OK, putting my soapbox away again.
 
If it takes more than a week to ten days to get this information from a POCO you all have some terrible POCO's. I can usually get this information in a week or less with our POCO's here in Florida.
This, I find true AFTER the job has been permitted and the customer has started negotiation with the POCO, not before.
 
This, I find true AFTER the job has been permitted and the customer has started negotiation with the POCO, not before.
Not true at all. When I get a design that will entail any scope of work that has to be coordinated with the POCO or if I need information from the POCO, I can either start a work permit on-line or call.

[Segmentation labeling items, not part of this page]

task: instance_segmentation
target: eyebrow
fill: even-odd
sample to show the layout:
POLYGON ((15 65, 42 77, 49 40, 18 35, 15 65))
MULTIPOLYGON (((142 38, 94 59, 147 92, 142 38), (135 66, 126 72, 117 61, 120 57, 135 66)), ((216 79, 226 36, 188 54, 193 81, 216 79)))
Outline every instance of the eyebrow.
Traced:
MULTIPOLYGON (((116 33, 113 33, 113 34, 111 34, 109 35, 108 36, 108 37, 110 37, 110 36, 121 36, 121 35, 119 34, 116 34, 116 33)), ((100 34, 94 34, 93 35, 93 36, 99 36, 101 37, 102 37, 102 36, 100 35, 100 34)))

Never had it take more that 2 to 3 days for the POCO field engineer to call me back and no more then 3 to 5 days for them to get me the info I need. Our POCO also publishes a white paper that has a lot of the information it that we can use regarding transformers and the max fault at the secondary side.
 
Sometimes we work in North Jersey where the POCO uses an area network. We've had AFC's from them that are north of 100kA, and you don't get the info from them until 6 months after the GC signs on the Electrician.
I was contacted by an old boss about signing back on for a big project he bid in north Jersey, he ended up putting some conditions in the bid because he could not get sufficient RFI from the POCO or the EE, he said it happens often and just not worth the headache anymore hes close to retirement. Someone else took the job without the info, when I ask about all the money he lost doing the bid, he said "better to let someone else get sued"

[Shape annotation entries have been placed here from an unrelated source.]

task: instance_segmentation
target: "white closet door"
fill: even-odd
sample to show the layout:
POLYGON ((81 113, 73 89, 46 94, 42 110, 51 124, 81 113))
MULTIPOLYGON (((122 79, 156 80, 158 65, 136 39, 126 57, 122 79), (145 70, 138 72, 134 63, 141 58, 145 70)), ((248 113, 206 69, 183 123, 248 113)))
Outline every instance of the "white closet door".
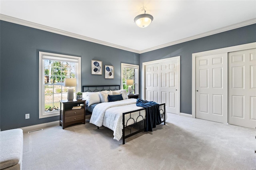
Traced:
POLYGON ((196 59, 196 117, 228 123, 228 54, 196 59))
POLYGON ((146 65, 146 100, 158 103, 159 90, 158 63, 146 65))
POLYGON ((166 103, 167 112, 178 113, 179 59, 146 65, 146 99, 166 103))
POLYGON ((166 103, 166 112, 178 114, 178 59, 159 63, 160 99, 166 103))
POLYGON ((256 49, 229 53, 229 123, 256 127, 256 49))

I have, on occasion, gotten a commission from a contractor to provide the study that I specified.
Probably my old boss LOL, he always had someone from the engineering firm checking this and that, the firm usually sent a kid who was very green, we called him "the kid" just out of school and never seen a job. But that kid did get the numbers, and worked with our suppliers. My boss said he cost 1/2 of a foreman and was 2x as valuable. the kid also made "as built" plans for the owners, assisted with panel schedules a helped deal with the L&I.
 
Not true at all. When I get a design that will entail any scope of work that has to be coordinated with the POCO or if I need information from the POCO, I can either start a work permit on-line or call.
You should feel fortunate. Where I work most power companies won't do anything without a signed contract, and it generally takes 6 weeks or more for any response. If you have contacts at the POCO you can usually get preliminary information, but it is as risky to use that information as it is to follow phone advice from the IRS.
 
Probably my old boss LOL, he always had someone from the engineering firm checking this and that, the firm usually sent a kid who was very green, we called him "the kid" just out of school and never seen a job. But that kid did get the numbers, and worked with our suppliers. My boss said he cost 1/2 of a foreman and was 2x as valuable. the kid also made "as built" plans for the owners, assisted with panel schedules a helped deal with the L&I.
Often I can do it for a lot less than the distributors quote because I've already done one with estimated POCO AFC. All I have to do is update it for the actual AFC, then generate a fancy PDF and some stickers.